Two days later, on 12 May, in the House of Commons of the United Kingdom, Sir Robert Houston asked Harold Tennant, the Under-Secretary of State for War, "whether he has any information regarding the crucifixion of three Canadian soldiers recently captured by the Germans, who nailed them with bayonets to the side of a wooden structure?" Tennant replied that no information as to such an atrocity having been perpetrated had yet reached the War Office. Houston then asked if Tennant was aware that Canadian officers and Canadian soldiers who were eyewitnesses of the incidents had made affidavits, and whether the officer in command at Boulogne had not called the attention of the War Office to them.

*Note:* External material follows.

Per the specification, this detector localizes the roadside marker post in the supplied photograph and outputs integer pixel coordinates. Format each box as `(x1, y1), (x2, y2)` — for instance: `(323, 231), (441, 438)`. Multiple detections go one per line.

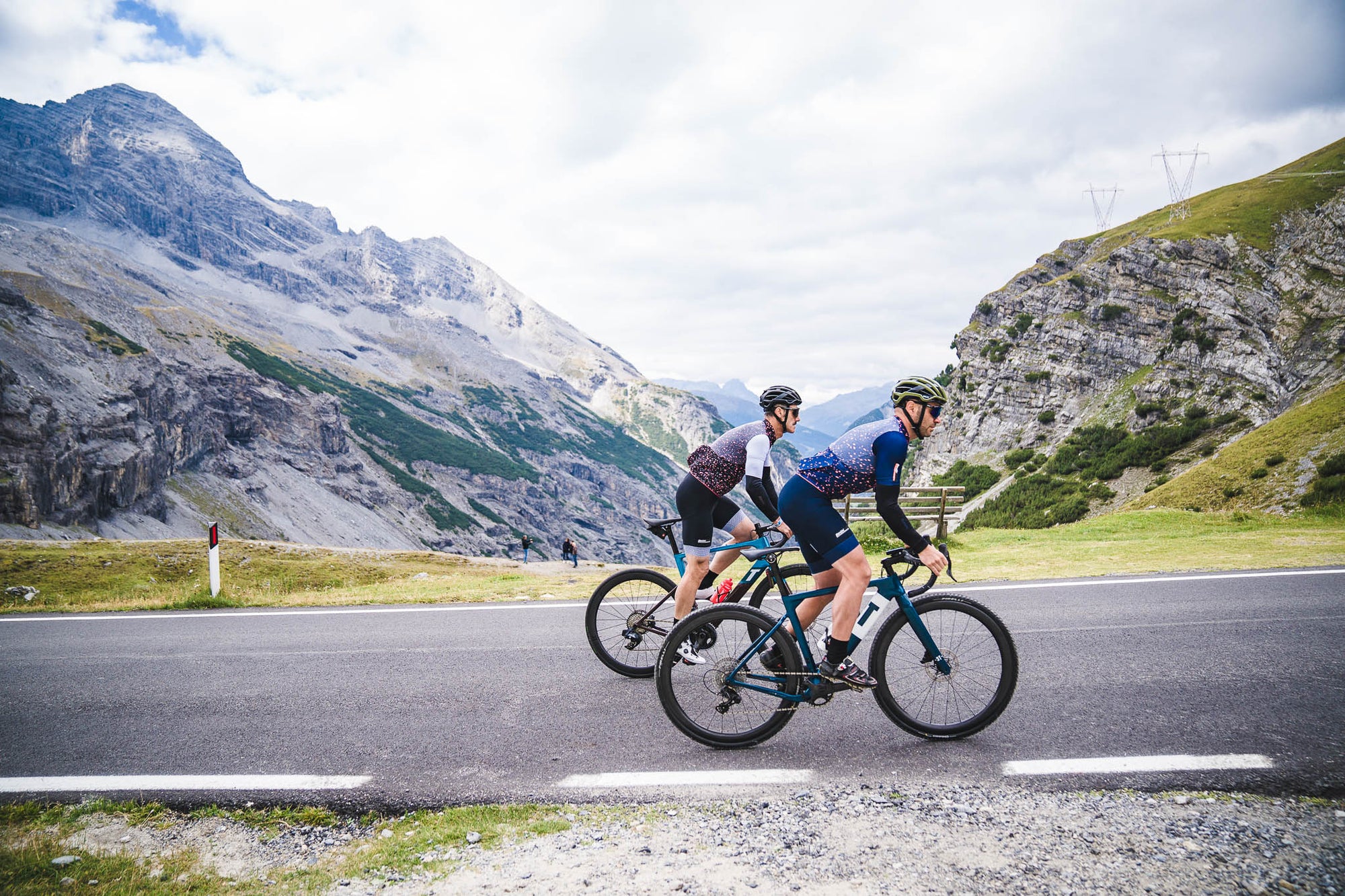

It was then stated that inquiries would be made.
On 15 May, ''The Times'' published a letter from a member of the army, according to which the crucified soldier was in fact a sergeant, and he had been found transfixed to the wooden fence of a farm building. The letter added that he had been repeatedly stabbed with bayonets and that there were many puncture wounds in his body. The unidentified correspondent had not heard that the crucifixion had been witnessed by any Allied forces and commented that there was room to suppose that the man had been dead when he was crucified.〔
On 19 May, Sir Robert Houston returned to the subject in the House of Commons, asking Harold Tennant:
Tennant replied that the military authorities in France had standing instructions to send details of any authenticated atrocities committed against British troops, and that no official information had been received. He added that inquiries were being made, and were not yet complete.〔
Colonel Ernest J. Chambers, the Canadian chief censor, began investigating the story soon after it surfaced. He searched for eyewitnesses, and found a private who swore under affidavit that he had seen three Canadian soldiers bayonetted to a barn door three miles from St. Julien. However, the sworn testimony from the two English soldiers, who claimed to have seen "the corpse of a Canadian soldier fastened with bayonets to a barn door", was subsequently debunked when it was discovered that the part of the front involved had never been occupied by Germans.
The story made headline news around the world and the Allies repeatedly used the supposed incident in their war propaganda, including the US propaganda film ''The Prussian Cur'' (1918) produced by the Fox Film Corporation, which included scenes of an Allied soldier's crucifixion. It bears relation to other propaganda of the time like the Rape of Belgium and the Angels of Mons, and the "German Corpse-Rendering Works" (''Kadaververwertungsanstalt'').
Robert Graves mentions the story in his autobiography ''Goodbye to All That'', describing it as "unsubstantiated".